One type of story I really truly love are fractured fairytales. Well, actually I love fairytales full stop, both in their original, darker incarnations as well as the Disney-fied versions from my childhood. Obviously when we are dealing with traditional fairytales the girls tend to be a little more of the 'damsel-in-distress' mold, so this is where the fractured fairytale comes in. I suppose strictly speaking, The Paperbag Princess by Robert Munsch isn't exactly a fractured fairytale since the story doesn't retell any particular fairytale, rather it looks at a Prince and a Princess who are destined to be wed.

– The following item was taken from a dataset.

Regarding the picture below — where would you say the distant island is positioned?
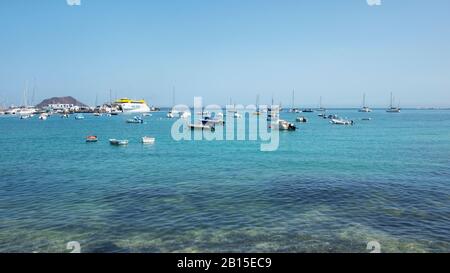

Princess Elizabeth is set on marrying the perfect Prince Roald. Prince Roald dresses very nicely, is suitably posh for a Prince, and seems to be quite the tennis player. Unfortunately, before the wedding can take place a dragon attacks the castle and carries off Roald. Elizabeth's royal garments are all burned up and she can only find a paperbag to wear. Tracking the dragon to his cave, she challenges him to various feats of flying and burning stuff until he is so exhausted he collapses leaving Elizabeth free to rescue Prince Roald. This is where Roald shows his true colours, telling Elizabeth that she isn't dressed at all appropriately for a Princess and to come back when she looks nicer (and cleaner). Elizabeth realises she is much too good for Roald and heads off into the sunset to live her life as an independent lady. (Woo hoo!)
I've had mixed responses when reading this one to young kids. Some just listen to the story without comment, I've had a couple of "Roald is like a toad!" comments and one comment from a little girl who wanted to know why they weren't getting married at the end. When I said it was because Roald was a toad, she still wanted to know why the Prince & the Princess weren't getting married. We obviously didn't get to her early enough.
This Paperbag Princess and other picture books of it's ilk (Princess Smartypants by Babette Cole to name another great) are fantastic to read to kids from a young age, combining them with a healthy dose of other fairytales as well, for a varied look at the world.